Her story illuminates a growing crisis where essential workers—teachers, nurses, aged care workers—are being systematically priced out of the communities they serve. With rental prices soaring 27% since the last federal election and housing affordability at historic lows, Lynette’s situation reflects a broader systemic failure affecting thousands of older Australians and essential workers nationwide.
The Human Cost of Housing Unaffordability
Lynette’s journey into homelessness began when flooding destroyed her rental property in The Basin in October 2022. Since then, she has moved eight times, living on friends’ couches and in temporary accommodation. Currently staying with her closest friend in Kilsyth, she describes the arrangement as “not ideal for either of them, but it is keeping her from rough sleeping”.

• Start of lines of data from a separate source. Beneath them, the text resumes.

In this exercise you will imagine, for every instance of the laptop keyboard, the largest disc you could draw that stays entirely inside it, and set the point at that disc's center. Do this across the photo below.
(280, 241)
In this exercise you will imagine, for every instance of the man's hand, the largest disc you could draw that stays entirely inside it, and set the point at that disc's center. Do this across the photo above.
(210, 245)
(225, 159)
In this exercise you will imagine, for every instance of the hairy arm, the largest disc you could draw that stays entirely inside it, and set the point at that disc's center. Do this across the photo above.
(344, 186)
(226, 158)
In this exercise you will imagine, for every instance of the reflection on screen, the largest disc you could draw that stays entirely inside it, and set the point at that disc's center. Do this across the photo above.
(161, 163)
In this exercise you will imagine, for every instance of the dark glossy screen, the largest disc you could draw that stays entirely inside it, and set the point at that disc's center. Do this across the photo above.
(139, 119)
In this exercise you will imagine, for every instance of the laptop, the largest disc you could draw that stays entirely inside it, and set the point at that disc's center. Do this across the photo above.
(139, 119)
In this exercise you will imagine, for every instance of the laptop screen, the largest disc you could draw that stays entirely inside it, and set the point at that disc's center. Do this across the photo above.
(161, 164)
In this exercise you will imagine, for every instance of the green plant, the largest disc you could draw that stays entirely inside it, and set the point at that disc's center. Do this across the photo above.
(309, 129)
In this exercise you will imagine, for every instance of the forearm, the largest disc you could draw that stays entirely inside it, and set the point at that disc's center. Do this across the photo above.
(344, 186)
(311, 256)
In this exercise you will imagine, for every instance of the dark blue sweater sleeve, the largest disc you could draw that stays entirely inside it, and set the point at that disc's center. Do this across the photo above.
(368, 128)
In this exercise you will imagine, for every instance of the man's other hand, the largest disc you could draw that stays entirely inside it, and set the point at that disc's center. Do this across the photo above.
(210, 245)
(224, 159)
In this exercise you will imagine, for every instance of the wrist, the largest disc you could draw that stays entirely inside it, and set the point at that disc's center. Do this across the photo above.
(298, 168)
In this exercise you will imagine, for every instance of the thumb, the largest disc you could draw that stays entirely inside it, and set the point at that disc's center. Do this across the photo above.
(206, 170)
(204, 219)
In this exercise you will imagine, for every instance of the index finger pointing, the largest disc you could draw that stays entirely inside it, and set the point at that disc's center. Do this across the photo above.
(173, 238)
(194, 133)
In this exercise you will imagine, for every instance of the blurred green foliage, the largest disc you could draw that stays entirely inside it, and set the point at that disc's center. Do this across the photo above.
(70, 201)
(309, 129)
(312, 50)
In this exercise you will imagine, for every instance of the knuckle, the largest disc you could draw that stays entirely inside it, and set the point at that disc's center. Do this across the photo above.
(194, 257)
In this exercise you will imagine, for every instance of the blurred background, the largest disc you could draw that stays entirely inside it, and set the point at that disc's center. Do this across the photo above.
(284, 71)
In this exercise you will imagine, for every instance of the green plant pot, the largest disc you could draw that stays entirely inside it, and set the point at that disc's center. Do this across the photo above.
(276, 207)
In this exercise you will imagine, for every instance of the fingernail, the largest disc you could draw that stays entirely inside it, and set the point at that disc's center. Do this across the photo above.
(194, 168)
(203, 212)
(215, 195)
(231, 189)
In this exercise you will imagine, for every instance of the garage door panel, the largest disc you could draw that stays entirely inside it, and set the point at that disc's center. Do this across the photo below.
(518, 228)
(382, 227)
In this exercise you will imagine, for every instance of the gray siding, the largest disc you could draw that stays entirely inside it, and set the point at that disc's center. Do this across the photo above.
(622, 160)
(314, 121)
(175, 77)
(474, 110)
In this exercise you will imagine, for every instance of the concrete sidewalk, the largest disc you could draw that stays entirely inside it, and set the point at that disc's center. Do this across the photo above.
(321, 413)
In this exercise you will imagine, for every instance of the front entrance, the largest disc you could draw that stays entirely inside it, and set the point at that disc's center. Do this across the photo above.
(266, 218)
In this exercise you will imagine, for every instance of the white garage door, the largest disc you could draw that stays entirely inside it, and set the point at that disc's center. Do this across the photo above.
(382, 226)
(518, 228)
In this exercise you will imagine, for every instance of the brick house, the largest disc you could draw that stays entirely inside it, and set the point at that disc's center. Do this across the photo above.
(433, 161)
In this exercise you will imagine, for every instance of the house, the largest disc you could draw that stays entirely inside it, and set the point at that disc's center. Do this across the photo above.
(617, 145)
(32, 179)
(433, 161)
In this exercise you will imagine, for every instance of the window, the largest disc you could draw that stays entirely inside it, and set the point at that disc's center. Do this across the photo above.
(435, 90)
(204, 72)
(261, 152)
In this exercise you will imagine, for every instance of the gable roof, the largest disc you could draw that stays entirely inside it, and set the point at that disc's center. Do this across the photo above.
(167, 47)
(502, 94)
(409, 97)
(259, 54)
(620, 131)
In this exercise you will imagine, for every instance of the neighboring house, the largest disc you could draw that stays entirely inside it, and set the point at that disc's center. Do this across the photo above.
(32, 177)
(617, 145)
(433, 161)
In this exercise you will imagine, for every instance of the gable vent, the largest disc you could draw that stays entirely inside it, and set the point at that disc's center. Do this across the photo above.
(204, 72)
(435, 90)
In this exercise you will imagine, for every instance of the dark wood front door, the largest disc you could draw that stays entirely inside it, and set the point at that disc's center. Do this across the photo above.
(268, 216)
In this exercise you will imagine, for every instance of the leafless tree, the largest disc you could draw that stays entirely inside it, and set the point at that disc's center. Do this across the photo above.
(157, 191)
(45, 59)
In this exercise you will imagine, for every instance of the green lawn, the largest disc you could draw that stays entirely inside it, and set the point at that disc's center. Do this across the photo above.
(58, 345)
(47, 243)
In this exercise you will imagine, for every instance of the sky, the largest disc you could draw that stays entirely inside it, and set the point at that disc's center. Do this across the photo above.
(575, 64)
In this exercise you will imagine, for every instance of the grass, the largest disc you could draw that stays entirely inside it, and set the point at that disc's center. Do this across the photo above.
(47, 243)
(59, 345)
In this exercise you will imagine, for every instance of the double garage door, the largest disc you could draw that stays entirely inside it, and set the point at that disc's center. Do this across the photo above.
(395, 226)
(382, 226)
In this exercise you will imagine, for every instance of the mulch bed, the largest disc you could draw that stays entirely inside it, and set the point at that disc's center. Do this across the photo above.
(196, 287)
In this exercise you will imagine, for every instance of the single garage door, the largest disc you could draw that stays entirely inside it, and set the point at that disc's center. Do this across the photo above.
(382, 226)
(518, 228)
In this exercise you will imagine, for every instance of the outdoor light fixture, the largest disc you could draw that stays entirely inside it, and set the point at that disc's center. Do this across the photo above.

Despite working as a casual primary school teacher and weekend golf instructor while receiving a pension, Lynette cannot afford rental properties in her area. When offered accommodation in Mordialloc—an hour’s drive from her schools—she declined, explaining that her support network and family are local. This impossible choice between housing and community connections exemplifies the broader crisis facing essential workers.
Essential Workers Under Pressure

The housing crisis has created a dire situation for Australia’s essential workforce. Recent data reveals that essential workers are spending approximately two-thirds of their income on housing, with many losing the equivalent of 37 days of income annually due to rent increases since March 2020. The situation has become so severe that virtually no regions of Australia allow single full-time essential workers in aged care, early childhood education, or nursing to afford independent rental accommodation.
An Anglicare Australia study examining over 45,000 rental listings found that less than 3% were affordable for essential workers like ambulance personnel, nurses, and aged care workers. The breakdown is particularly stark: only 1.4% of properties are affordable for nurses, 2.2% for ambulance workers, and less than 1% for early childhood educators and hospitality staff.
Systemic Failures in Housing Policy
Housing advocates point to fundamental policy failures that have created this crisis. Heidi Tucker, CEO of Anchor, reports seeing increasing numbers of employed people seeking homelessness services, including three households facing mortgage foreclosure in a single fortnight. The organization assisted approximately 29,500 older clients aged 55 and over in the past year, representing an increase from 27,300 clients in 2022-23.
The current social housing system has become so restrictive that it functions merely as “a safety net for people at the margins, as opposed to something that’s regarded as a basic human service,” according to housing advocates. This represents a significant shift from the early 1980s, when federal government funding for affordable housing was common practice.
Political Responses and Solutions
The federal government has announced several initiatives to address the crisis. The 2025 Budget allocated $800 million to expand the Help to Buy shared equity scheme, increasing income limits and property price caps to assist approximately 40,000 Australians in entering the housing market. The government has also committed $21 billion to increase housing supply, targeting 1.2 million new homes over five years and 55,000 social and affordable properties.
The Housing Australia Future Fund, established with $10 billion in funding, aims to support the construction of 30,000 affordable homes within five years. Additionally, Commonwealth Rent Assistance will increase by 10% to ease rental affordability pressures for low-income households.
Opposition parties have proposed alternative approaches. The Coalition promises to unlock 500,000 new homes through infrastructure investment and regulatory reform, while allowing first-home buyers to access up to $50,000 from their superannuation for deposits. The Greens advocate for building one million public and community homes over 20 years, alongside rent caps and changes to investor tax benefits.
A System in Crisis
Lynette’s story represents thousands of similar cases across Australia. After two and a half years of homelessness, she recently secured community housing accommodation, describing the visible impact of homelessness on new residents: “When they arrive, they’re the ones who look like they’re coming from a war zone”.
Her experience highlights the urgent need for comprehensive housing reform. Without significant federal intervention, advocates warn that essential workers will continue being displaced from the communities they serve, creating workforce shortages in critical sectors while deepening social inequality across Australian cities.